A lawsuit against the Obama administration for drone-strike killings of three US citizens in Yemen has been dismissed by a federal district court.
US-born Anwar al-Awlaki, a regional leader in al-Qaeda, his 16-year-old son Abdulrahman, and Samir Khan, an al-Qaida propagandist, were killed in an air strike on a suspected terrorist hideout in 2011.
The families of the victims who were American citizens, held senior officials conducting the raids responsible for the deaths, and had questioned the legality of the killings.
The American Civil Liberties Union (ALCU) and the Centre for Constitutional Rights (CCR) had lodged the case on behalf of families of the alleged al Qaida operatives and the minor.
Al-Awlaki was a radical Islamic cleric accused of leading al-Qaida in the Arabian Peninsula. He had been a fugitive since 2007 and was wanted by both the CIA and Yemeni authorities.
The suit had accused former CIA chiefs Leon Panetta and David Petraeus among other top military commanders of carrying out illegal strikes.
Congress and the judiciary had long argued that in view of national security concerns, the government's actions abroad should not be reviewed in courts.
Judge Rosemary Collyer of the US district court in Washington, who dismissed the plea, had earlier pointed out that "the executive is not an effective check on the executive", the ALCU reported on its website.
Nevertheless, she dismissed the case acceding to the government's request.

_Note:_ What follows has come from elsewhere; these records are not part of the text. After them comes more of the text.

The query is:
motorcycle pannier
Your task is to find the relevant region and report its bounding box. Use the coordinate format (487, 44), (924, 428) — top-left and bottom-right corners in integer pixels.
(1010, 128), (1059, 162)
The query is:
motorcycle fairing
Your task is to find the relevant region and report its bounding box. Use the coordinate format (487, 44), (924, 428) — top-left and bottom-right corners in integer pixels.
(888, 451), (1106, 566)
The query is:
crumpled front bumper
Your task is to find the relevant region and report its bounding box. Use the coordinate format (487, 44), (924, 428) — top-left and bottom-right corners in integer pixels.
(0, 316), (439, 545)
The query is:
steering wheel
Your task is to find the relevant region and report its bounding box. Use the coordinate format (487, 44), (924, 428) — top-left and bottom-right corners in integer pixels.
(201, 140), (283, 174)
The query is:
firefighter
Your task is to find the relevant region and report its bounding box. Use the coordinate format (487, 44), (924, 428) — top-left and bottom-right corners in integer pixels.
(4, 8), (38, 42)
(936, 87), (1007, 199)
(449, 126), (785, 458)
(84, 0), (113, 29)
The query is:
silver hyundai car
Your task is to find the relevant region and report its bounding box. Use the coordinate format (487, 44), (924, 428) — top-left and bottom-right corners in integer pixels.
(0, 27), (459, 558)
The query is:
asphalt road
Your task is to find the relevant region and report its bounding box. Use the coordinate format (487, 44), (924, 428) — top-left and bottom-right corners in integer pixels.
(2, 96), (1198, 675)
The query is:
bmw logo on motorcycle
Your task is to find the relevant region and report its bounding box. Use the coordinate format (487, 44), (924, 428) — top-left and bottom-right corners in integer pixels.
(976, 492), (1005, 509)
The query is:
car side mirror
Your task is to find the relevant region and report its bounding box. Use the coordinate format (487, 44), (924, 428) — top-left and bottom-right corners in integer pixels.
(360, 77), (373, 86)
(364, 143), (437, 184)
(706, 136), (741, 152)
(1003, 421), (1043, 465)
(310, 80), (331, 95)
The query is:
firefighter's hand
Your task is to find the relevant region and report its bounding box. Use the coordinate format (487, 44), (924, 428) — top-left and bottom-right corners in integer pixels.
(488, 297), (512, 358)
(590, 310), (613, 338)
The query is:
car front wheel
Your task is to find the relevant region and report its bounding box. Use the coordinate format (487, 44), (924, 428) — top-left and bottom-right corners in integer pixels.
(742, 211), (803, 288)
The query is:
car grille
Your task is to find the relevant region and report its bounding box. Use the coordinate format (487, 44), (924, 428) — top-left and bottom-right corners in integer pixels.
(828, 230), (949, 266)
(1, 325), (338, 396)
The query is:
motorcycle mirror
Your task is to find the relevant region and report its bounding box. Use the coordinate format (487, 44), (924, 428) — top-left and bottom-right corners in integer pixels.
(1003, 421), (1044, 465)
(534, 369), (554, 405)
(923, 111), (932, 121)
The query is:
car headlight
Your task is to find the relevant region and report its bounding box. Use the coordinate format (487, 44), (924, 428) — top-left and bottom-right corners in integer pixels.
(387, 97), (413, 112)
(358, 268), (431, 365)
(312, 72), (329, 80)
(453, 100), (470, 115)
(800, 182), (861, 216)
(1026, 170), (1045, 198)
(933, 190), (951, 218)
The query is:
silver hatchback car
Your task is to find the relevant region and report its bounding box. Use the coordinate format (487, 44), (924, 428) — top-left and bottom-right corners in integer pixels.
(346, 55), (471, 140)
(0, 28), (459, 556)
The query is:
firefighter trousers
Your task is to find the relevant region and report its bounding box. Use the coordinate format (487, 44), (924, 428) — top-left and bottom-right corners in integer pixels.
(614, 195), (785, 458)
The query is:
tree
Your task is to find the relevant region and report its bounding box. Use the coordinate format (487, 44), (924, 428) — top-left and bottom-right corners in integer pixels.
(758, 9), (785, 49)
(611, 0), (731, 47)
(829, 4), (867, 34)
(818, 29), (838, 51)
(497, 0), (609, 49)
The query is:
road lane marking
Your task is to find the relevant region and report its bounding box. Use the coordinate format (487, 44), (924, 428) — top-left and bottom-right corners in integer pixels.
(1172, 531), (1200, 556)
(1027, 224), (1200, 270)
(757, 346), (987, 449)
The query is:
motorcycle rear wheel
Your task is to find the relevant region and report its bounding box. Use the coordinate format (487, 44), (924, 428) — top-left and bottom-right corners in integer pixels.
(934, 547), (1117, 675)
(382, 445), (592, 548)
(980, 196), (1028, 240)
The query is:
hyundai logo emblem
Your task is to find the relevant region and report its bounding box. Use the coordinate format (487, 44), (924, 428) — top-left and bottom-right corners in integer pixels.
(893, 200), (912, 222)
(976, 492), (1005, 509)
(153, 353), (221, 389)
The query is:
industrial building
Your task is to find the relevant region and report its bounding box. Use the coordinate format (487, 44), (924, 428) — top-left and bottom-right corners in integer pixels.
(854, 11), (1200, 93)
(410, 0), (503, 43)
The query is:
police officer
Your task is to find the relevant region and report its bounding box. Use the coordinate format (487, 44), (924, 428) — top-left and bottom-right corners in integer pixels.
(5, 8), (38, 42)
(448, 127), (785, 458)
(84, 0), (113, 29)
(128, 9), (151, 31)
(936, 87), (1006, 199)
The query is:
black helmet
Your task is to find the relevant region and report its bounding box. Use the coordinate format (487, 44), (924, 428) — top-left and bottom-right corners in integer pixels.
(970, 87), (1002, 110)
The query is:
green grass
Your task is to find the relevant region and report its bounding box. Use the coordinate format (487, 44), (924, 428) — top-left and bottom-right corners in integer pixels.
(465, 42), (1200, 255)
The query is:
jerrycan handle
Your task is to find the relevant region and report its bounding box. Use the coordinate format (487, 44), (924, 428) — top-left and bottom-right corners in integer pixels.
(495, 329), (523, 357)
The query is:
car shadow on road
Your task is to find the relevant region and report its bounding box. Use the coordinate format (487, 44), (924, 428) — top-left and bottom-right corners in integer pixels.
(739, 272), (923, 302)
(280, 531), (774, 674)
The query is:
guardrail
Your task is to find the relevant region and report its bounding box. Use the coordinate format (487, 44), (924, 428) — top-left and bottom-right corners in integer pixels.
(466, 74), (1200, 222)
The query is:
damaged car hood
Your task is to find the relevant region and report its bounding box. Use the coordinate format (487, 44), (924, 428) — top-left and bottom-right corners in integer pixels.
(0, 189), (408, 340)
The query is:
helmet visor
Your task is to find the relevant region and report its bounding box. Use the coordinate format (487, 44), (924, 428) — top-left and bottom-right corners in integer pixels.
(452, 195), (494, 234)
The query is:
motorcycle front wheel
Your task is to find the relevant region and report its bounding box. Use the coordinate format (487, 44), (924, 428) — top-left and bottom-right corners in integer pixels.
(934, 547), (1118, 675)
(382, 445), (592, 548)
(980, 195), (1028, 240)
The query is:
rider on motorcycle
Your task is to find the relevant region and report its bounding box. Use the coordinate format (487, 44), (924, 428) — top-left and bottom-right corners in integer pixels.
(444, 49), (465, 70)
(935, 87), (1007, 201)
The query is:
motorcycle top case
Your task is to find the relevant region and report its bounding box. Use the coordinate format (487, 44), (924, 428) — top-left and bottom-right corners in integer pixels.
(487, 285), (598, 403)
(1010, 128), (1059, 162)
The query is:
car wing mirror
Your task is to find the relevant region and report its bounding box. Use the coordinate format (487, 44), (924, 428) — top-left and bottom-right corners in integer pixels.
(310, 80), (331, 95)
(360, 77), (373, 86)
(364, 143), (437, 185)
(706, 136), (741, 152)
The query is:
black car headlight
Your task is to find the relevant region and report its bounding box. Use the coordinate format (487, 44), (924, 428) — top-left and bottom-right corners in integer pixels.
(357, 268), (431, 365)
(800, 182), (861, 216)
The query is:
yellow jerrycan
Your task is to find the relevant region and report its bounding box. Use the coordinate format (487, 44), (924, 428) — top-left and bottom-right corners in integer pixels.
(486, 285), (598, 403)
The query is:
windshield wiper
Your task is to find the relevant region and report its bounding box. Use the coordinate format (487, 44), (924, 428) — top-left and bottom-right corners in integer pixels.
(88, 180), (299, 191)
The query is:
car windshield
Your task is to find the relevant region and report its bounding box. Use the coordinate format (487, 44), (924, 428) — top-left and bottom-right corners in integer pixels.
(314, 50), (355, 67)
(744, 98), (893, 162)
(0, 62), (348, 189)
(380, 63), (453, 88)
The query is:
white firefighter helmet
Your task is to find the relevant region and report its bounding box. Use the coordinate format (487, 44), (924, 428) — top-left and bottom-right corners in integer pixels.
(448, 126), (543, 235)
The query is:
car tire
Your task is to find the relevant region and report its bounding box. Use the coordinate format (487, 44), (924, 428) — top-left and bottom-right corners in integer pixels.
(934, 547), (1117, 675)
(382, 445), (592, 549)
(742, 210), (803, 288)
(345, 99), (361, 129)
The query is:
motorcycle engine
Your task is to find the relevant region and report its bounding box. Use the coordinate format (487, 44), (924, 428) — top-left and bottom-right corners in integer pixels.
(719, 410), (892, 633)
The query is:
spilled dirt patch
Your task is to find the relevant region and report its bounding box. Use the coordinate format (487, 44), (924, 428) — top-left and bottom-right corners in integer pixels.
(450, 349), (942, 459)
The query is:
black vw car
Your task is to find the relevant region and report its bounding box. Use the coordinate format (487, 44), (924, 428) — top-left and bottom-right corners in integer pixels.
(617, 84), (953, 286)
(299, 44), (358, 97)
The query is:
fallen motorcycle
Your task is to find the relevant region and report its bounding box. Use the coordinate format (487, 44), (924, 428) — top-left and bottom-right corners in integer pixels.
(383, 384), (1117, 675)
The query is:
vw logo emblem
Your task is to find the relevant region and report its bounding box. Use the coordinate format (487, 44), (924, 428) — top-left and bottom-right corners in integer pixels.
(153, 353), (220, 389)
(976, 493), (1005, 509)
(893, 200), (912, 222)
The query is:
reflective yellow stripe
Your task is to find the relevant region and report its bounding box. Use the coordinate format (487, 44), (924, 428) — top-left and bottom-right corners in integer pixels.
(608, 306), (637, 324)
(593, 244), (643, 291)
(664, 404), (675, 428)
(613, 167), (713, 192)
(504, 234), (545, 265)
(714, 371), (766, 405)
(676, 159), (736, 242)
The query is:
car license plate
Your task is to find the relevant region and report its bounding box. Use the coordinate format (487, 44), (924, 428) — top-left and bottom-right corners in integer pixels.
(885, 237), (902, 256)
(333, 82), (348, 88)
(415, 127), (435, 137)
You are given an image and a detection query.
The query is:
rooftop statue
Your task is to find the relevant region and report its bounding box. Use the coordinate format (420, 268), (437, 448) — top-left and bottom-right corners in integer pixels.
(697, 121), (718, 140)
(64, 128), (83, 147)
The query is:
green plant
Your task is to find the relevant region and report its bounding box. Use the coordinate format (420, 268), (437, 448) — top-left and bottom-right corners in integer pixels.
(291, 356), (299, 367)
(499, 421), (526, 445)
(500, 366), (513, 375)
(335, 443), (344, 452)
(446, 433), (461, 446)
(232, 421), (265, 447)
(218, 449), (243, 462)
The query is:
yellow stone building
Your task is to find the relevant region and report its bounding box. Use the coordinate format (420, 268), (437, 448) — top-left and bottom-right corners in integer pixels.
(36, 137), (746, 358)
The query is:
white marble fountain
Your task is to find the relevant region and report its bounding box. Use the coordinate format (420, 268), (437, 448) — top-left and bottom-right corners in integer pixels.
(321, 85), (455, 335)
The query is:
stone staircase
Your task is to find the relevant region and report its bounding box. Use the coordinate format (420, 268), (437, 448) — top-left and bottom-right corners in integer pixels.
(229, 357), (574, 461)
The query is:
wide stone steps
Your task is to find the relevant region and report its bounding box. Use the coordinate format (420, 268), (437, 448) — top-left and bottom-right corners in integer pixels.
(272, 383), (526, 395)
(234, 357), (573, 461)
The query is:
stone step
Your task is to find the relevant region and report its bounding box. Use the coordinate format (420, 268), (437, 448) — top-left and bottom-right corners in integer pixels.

Collyer said that the case raised constitutional issues which were not easy to answer, but the question here was "whether federal officials can be held personally liable for their roles in drone strikes abroad that target and kill US citizens".
Collyer opined that the defendants "must be trusted and expected to act in accordance with the US constitution when they intentionally target a US citizen abroad at the direction of the president and with the concurrence of Congress. They cannot be held personally responsible in monetary damages for conducting war".
She noted that the secondary and unintended consequences of putting individual officers, involved in defence, on trial in civilian courts will be unfavourable.